I don’t know the original author of these “Great Truths about Life That Little Children Have Learned,” but they have become internet legend.

  • No matter how hard you try, you can’t baptize cats.
  • When your mom is mad at your dad, don’t let her brush your hair.
  • If your sister hits you, don’t hit her back. They always catch the second person.
  • Never ask your 3-year old brother to hold a tomato.
  • You can’t trust dogs to watch your food.
  • Reading what people write on desks can teach you a lot.
  • Don’t sneeze when someone is cutting your hair.
  • Puppies still have bad breath even after eating a tic tac.
  • Never hold a dustbuster and a cat at the same time.
  • School lunches stick to the wall.
  • You can’t hide a piece of broccoli in a glass of milk.
  • Don’t wear polka-dot underwear under white shorts.
  • The best place to be when you are sad is in Grandma’s lap.

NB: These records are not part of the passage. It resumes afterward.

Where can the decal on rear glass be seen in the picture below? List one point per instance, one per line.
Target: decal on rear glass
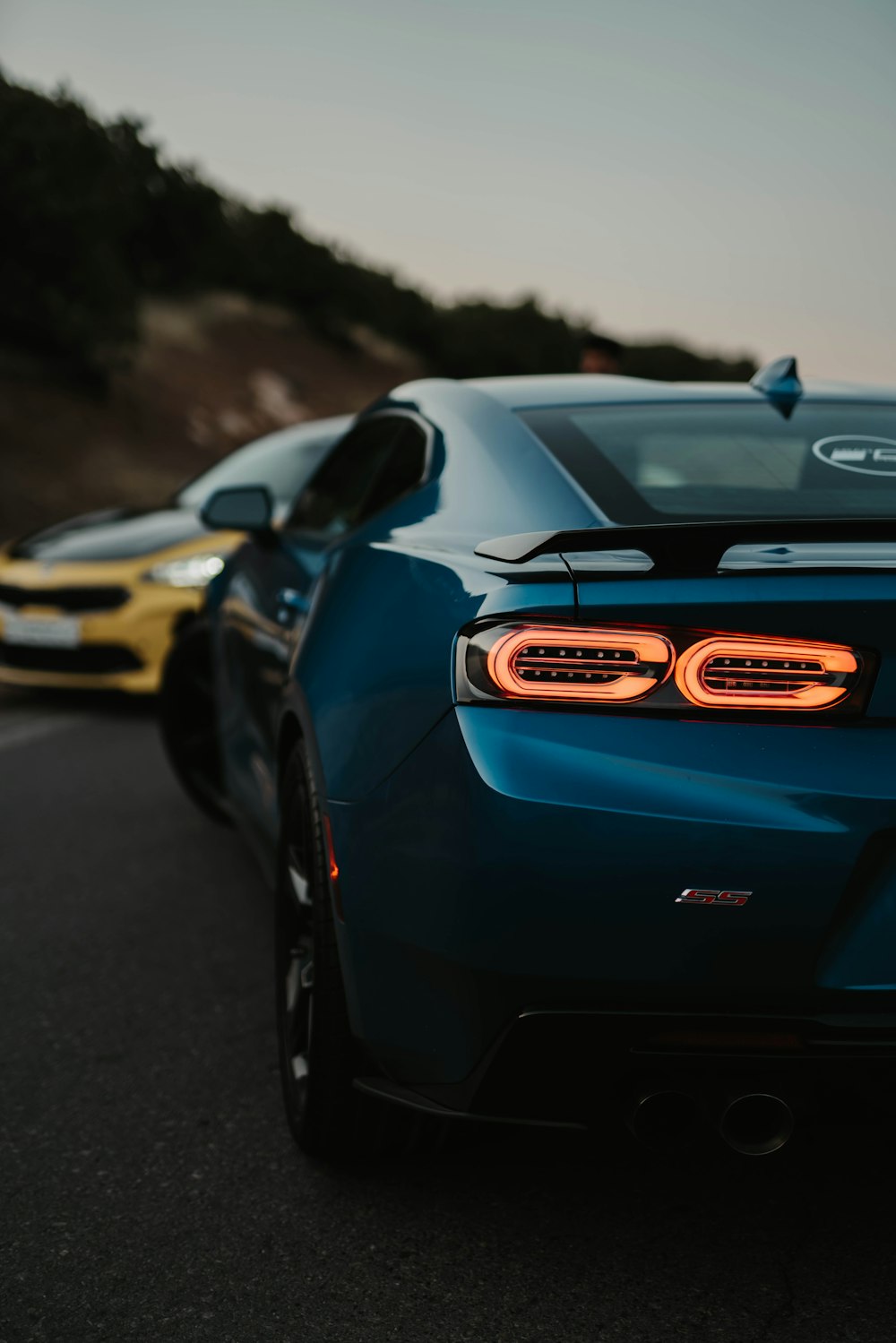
(857, 452)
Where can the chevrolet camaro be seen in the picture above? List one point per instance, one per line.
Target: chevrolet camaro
(559, 713)
(94, 602)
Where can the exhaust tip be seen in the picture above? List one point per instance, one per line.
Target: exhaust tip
(665, 1120)
(756, 1124)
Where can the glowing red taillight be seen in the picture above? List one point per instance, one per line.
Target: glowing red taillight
(747, 673)
(567, 662)
(668, 670)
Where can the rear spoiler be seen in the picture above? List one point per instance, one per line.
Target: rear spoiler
(688, 548)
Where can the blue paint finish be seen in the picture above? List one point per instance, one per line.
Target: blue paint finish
(495, 858)
(563, 841)
(863, 952)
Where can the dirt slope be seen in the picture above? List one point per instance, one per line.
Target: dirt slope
(209, 374)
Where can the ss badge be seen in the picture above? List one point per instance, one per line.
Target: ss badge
(713, 898)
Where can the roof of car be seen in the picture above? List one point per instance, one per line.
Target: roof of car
(589, 388)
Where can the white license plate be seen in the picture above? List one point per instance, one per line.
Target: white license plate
(48, 632)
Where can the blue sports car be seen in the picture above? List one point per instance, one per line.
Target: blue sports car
(538, 677)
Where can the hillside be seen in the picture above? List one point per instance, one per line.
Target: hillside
(151, 323)
(210, 374)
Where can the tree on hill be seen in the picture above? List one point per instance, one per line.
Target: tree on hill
(97, 220)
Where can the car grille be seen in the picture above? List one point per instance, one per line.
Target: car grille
(65, 598)
(90, 659)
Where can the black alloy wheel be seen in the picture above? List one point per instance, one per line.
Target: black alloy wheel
(188, 720)
(319, 1057)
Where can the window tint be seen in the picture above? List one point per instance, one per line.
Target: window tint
(371, 468)
(653, 463)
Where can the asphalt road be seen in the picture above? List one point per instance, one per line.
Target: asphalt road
(150, 1190)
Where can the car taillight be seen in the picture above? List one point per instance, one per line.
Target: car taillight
(657, 669)
(564, 662)
(743, 673)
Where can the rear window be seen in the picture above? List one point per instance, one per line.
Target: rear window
(691, 462)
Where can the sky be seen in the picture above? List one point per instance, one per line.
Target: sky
(723, 171)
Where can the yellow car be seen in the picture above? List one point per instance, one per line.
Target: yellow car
(96, 602)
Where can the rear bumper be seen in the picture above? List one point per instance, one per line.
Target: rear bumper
(578, 1068)
(525, 865)
(124, 649)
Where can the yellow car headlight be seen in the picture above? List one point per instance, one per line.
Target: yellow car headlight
(187, 571)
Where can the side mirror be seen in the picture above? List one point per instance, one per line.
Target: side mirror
(242, 508)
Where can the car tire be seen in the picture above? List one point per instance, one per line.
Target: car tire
(188, 720)
(319, 1055)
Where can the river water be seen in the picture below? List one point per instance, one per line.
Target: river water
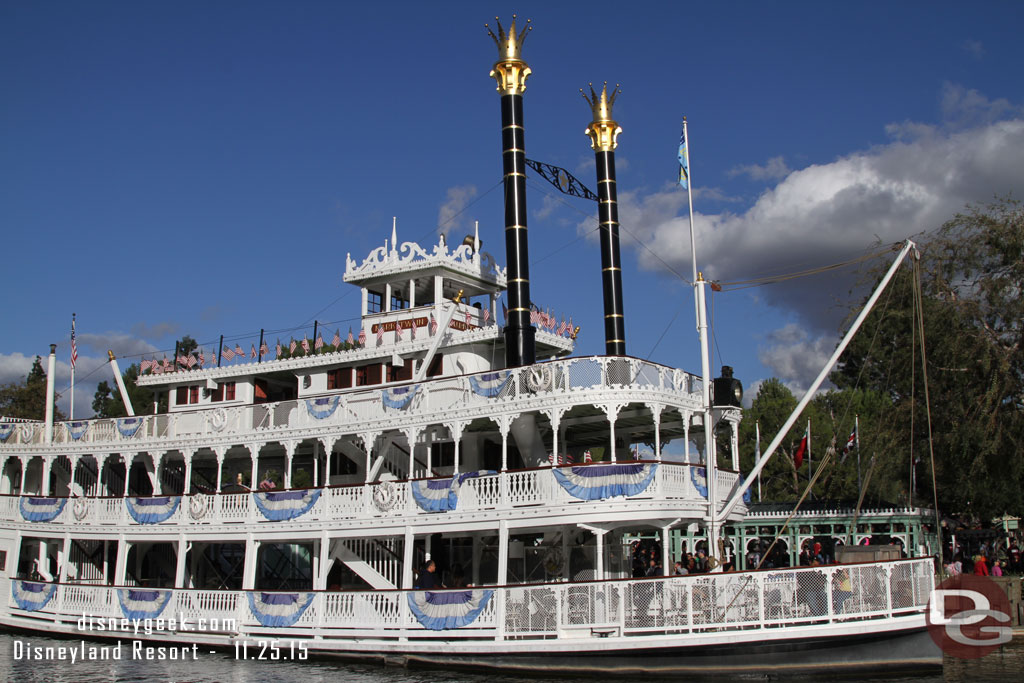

All of these “truths” point to the simple life and yet simplicity eludes us in our complicated, fast paced lives. Our world yearns for simplicity. Not one among us would turn down the opportunity to have Grandma comfort us when we are sad. Jesus said:” Suffer little children to come unto me, and forbid them not: for of such is the kingdom of God.” It was the simplicity and innocence of a child that was the key to truth that Jesus brings to us. Our lives are complicated enough. Let us live in the simplicity of trusting Jesus.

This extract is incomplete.